In such total darkness as you leave us in, utf-8 is a reasonable blind guess (since it's a codec that can represent any Unicode string exactly as a bytestring, and it's the standard codec for many purposes, such as XML) -- but it can't be any more than a blind guess, until and unless you're going to tell us more about what you're trying to pass that bytestring to, and for what purposes.
Passing thestring.encode('utf-8') rather than bare thestring will definitely avoid the particular error you're seeing right now, but it may result in peculiar displays (or whatever it is you're trying to do with that bytestring!) unless the recipient is ready, willing and able to accept utf-8 encoding (and how could WE know, having absolutely zero idea about what the recipient could possibly be?!-)

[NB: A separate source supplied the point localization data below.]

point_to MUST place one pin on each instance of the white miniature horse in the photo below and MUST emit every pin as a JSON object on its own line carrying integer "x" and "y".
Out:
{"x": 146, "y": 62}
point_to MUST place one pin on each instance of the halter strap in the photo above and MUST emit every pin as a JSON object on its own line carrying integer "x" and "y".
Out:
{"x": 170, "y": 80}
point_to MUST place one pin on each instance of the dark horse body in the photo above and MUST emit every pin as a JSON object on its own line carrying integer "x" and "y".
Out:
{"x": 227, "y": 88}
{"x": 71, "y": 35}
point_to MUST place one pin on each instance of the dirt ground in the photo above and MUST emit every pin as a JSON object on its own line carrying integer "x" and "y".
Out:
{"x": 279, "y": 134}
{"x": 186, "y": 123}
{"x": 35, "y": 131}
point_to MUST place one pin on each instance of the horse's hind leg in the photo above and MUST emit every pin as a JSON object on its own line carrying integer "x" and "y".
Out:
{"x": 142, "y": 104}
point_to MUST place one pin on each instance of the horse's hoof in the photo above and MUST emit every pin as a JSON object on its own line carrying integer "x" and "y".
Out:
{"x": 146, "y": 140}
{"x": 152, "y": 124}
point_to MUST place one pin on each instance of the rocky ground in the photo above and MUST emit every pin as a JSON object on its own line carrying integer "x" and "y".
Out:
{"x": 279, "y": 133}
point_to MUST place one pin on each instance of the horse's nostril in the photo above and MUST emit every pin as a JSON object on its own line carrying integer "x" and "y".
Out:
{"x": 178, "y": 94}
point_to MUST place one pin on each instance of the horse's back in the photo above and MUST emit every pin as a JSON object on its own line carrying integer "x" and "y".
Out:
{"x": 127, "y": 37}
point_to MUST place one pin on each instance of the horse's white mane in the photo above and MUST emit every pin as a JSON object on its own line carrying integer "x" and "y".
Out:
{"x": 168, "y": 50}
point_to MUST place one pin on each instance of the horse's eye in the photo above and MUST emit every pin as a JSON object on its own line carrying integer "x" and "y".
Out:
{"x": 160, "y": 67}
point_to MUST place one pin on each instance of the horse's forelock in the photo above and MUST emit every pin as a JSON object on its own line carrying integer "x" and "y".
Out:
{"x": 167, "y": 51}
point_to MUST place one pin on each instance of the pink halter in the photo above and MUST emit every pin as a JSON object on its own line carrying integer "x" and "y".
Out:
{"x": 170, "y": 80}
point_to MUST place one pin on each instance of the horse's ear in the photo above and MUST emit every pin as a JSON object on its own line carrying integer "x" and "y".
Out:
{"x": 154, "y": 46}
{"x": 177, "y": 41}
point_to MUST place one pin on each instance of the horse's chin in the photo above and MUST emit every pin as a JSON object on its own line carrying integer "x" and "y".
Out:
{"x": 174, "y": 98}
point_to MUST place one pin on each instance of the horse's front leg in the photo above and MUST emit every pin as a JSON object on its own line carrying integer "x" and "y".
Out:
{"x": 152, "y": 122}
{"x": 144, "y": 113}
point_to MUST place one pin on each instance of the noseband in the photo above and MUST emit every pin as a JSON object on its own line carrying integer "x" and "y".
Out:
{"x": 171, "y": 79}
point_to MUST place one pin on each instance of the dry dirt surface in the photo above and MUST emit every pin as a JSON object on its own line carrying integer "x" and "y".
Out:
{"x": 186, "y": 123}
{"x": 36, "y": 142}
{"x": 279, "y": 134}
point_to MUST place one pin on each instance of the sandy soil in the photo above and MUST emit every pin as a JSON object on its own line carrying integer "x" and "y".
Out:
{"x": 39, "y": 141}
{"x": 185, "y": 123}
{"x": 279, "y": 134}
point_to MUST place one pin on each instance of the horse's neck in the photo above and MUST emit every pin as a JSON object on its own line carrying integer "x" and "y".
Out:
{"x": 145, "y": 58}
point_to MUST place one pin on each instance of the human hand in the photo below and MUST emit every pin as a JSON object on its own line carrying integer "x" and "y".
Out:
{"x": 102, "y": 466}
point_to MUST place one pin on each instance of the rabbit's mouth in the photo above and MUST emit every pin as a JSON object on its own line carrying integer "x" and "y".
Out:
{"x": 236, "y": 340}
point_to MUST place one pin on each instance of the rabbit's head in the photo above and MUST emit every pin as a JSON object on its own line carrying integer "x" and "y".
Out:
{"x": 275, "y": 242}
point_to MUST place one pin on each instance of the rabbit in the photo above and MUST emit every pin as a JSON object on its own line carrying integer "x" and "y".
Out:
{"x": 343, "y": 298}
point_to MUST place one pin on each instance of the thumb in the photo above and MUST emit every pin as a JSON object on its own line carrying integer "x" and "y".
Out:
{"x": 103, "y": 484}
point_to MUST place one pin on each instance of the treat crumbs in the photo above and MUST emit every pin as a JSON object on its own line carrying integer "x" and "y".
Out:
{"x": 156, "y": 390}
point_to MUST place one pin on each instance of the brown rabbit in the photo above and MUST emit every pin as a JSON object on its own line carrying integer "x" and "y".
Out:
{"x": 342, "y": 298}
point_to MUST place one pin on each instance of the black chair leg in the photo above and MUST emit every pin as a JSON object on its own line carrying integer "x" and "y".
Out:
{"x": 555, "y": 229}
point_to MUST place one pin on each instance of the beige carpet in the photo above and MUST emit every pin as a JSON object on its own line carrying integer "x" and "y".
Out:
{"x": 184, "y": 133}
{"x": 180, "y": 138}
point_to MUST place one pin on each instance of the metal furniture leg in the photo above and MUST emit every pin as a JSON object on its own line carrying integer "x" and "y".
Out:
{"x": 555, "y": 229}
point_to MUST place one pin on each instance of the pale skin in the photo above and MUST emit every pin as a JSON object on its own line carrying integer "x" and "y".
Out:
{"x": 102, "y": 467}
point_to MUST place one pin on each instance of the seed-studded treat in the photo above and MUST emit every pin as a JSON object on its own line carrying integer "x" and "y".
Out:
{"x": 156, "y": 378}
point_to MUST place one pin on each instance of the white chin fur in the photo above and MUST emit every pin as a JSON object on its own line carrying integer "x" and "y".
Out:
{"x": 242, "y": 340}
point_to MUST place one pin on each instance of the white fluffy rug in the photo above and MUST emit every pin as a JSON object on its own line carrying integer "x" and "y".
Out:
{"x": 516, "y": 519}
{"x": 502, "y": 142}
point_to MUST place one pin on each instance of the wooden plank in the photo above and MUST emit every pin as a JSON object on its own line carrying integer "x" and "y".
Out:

The "best" way always depends on your requirements; so, what are yours? Is ignoring non-ASCII appropriate? Should you replace ™ with "(tm)"? (Which looks fancy for this example, but quickly breaks down for other codepoints—but it may be just what you want.) Could the exception be exactly what you need; now you just need to handle it in some way?
Only you can really answer this question.
First of all, try installing translations for English language (or any other if needed):
sudo apt-get install language-pack-en
which provides translation data updates for all supported packages (including Python).
And make sure you use the right encoding in your code.
For example:
open(foo, encoding='utf-8')
Then double check your system configuration like value of LANG or configuration of locale (/etc/default/locale) and don't forget to re-login your session.